Die Nüchternheit und das weitgehende Fehlen von Positionierungs- oder Rangkämpfen erleichtern den Umgang unter Kollegen enorm. Ich selbst habe unter Ziviltechnikern immer wieder große gegenseitige Hilfsbereitschaft erlebt, was dazu geführt hat, dass ich selber gerne anderen Hilfe anbiete, wenn sie diese benötigen. In meinen Augen bestehen damit von Grund auf ein positives soziales Klima, gute Kameradschaft und Rücksichtnahme. Das wird auch dann nicht getrübt, wenn wir – was natürlich auch oft der Fall ist – untereinander im Wettbewerb um Kunden und Aufträge stehen.

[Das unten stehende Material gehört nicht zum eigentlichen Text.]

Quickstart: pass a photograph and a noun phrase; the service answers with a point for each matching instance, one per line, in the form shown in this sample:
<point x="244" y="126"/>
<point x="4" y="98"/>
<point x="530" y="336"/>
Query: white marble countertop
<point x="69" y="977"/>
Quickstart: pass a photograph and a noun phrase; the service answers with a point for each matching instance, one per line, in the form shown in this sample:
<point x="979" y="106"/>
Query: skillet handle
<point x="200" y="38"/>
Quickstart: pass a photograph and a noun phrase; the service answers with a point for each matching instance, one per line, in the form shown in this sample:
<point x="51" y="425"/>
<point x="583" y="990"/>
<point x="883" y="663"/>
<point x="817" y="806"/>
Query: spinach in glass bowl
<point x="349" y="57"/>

Alternative für unselbstständige Führungskräfte

Zudem sehe ich in der Wahl einer Laufbahn als freiberuflicher Ziviltechniker paradoxerweise gerade in einer unsicheren Zeit wie heute eine gute Wahl für Neueinsteiger. Dies vor allem für solche, die bereits als Unselbstständige hohe Verantwortung in führender Position zu tragen gewohnt sind, aber erkennen, dass ein bestimmten Zwängen ausgesetztes Angestelltendasein nicht der erwünschte Karriere-Endpunkt sein kann und daher einen Ausweg suchen. Der könnte im Ziviltechniker zu finden sein, der eine hervorragende Basis dafür bietet, die eigenen Neigungen und Talente zu entfalten und zum Besten der Mitmenschen einzusetzen.

Persönliches Fazit

Alle erwähnten Gegebenheiten zusammengenommen empfinde ich den Auftritt als Ziviltechniker wegen des in meinen Augen hohen öffentlichen Vertrauens und der damit einhergehenden persönlichen Verantwortung, Pflicht zur Rechenschaft und Risikoübernahme als spannend und auch nach vielen Jahren als positiv herausfordernd. Und vor allem als erfüllend, wenn Kunden mit den gebotenen Leistungen zufrieden und mit Lob nicht sparsam sind. Das sehen auch jene Kollegen so, die sich mit Fleiß und Ausdauer im Lauf der Zeit gut am Markt etabliert haben und sich keine schönere Berufslaufbahn mehr vorstellen können.